ELMHURST, Ill. (WLS) -- Illinois Governor Bruce Rauner's move to block some state workers from having to pay union dues is in legal trouble.
The Illinois Attorney General says requiring state employees to pay union dues is constitutional and the deducting those dues from pay checks should continue. Gov. Rauner appeared caught off-guard by the ruling during his appearance in Elmhurst.
The new governor signed another executive order: This one forming a task force to study how to consolidate many of Illinois' 7,000 units of local government with a goal to reduce taxes.
"This is another step on the road to turning our state around," Rauner said.
But hours earlier, one of Rauner's earlier edicts, exempting state employees from mandatory union dues, was ruled unconstitutional by Attorney General Lisa Madigan. And Leslie Munger, the Republican comptroller Rauner appointed, announced that she would not enforce the governor's order.
"There will be bumps in the road and slowdowns and some obstacles to overcome. It's just part of the process," said Rauner.
The wealthy businessman and first time office-holder is trying to get Republican lawmakers, a minority in Springfield, on board with his anti-union rhetoric.

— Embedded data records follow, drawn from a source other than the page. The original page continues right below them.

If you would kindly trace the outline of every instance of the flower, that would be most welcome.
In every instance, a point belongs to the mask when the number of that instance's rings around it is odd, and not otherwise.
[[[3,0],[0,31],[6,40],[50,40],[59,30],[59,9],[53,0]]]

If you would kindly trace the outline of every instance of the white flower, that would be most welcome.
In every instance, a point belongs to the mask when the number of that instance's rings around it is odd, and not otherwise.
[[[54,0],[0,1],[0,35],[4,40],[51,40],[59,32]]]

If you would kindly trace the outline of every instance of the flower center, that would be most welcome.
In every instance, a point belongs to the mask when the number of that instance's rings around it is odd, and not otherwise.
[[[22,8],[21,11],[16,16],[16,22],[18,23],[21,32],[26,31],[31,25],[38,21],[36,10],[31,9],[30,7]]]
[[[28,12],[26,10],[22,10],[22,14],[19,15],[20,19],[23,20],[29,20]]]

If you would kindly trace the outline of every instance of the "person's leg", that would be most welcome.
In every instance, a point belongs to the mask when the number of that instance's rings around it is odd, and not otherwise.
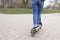
[[[38,5],[38,23],[39,24],[41,24],[41,13],[42,13],[43,5],[44,5],[44,2]]]
[[[37,27],[38,26],[38,5],[36,1],[32,2],[32,9],[33,9],[33,24],[34,27]]]

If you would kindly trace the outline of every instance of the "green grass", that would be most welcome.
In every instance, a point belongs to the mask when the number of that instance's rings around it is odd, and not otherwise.
[[[25,8],[0,8],[0,12],[6,14],[30,14],[32,10]]]
[[[32,14],[32,9],[27,8],[0,8],[0,12],[4,14]],[[60,10],[45,10],[42,11],[43,14],[47,13],[60,13]]]
[[[44,9],[42,13],[60,13],[60,10],[46,10]]]

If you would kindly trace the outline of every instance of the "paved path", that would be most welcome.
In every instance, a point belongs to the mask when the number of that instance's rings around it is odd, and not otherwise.
[[[60,40],[60,14],[42,14],[42,29],[30,36],[32,14],[0,14],[0,40]]]

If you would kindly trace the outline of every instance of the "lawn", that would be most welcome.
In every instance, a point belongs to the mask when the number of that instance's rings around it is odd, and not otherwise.
[[[0,8],[0,12],[4,14],[32,14],[32,9],[27,8]],[[43,14],[60,13],[60,10],[46,10],[43,9]]]

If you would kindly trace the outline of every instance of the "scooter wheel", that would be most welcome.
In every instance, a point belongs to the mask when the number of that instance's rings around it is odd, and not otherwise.
[[[32,30],[31,30],[31,36],[34,37],[35,34],[36,34],[36,29],[32,29]]]

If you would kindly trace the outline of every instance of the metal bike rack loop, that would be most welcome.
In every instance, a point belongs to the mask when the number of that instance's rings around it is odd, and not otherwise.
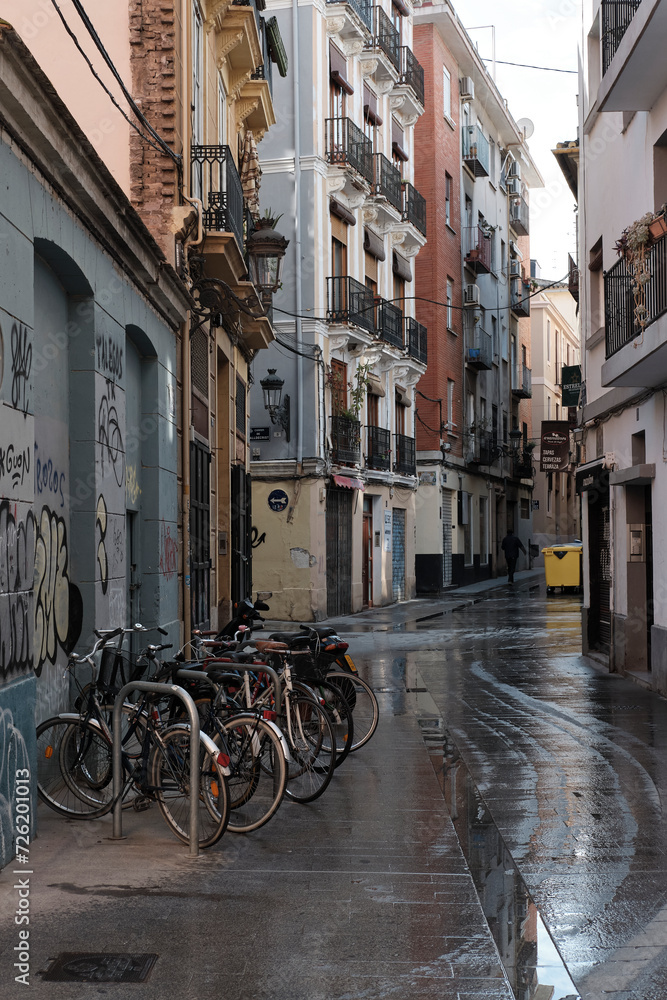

"Some tough language is always warranted in conditions that we finally find ourselves in," said State Rep. Ron Sandack (R-Downers Grove).
"Because we've had one-party control for so long we really haven't addressed issues like that in a long time," said State Sen. Christine Radogno (R-Lemont). "So I think it's a good thing, we need to do that."
In Chicago, parents and providers demanded the governor add funding for daycare subsidies that have run out of money for the current fiscal year.
"It's affecting 100,000 working parents not to mention the day care providers as well as the care providers that work from home," parent Berneice Rojas said.
Rauner promised to move money from other programs.
"Once we have that authority we will re-allocate and give proper funding to things like the daycare program," he said.
Finally, a poll by the online Illinois Observer said Rauner's approval rating had fallen from 52 to 43 percent a month later.
"I'm going to be unpopular for a while, that's a given and that's okay," Rauner said.
The governor makes his budget address next Wednesday in Springfield. On the union dues issue he was unclear whether his administration would go to court to challenge the attorney general's opinion.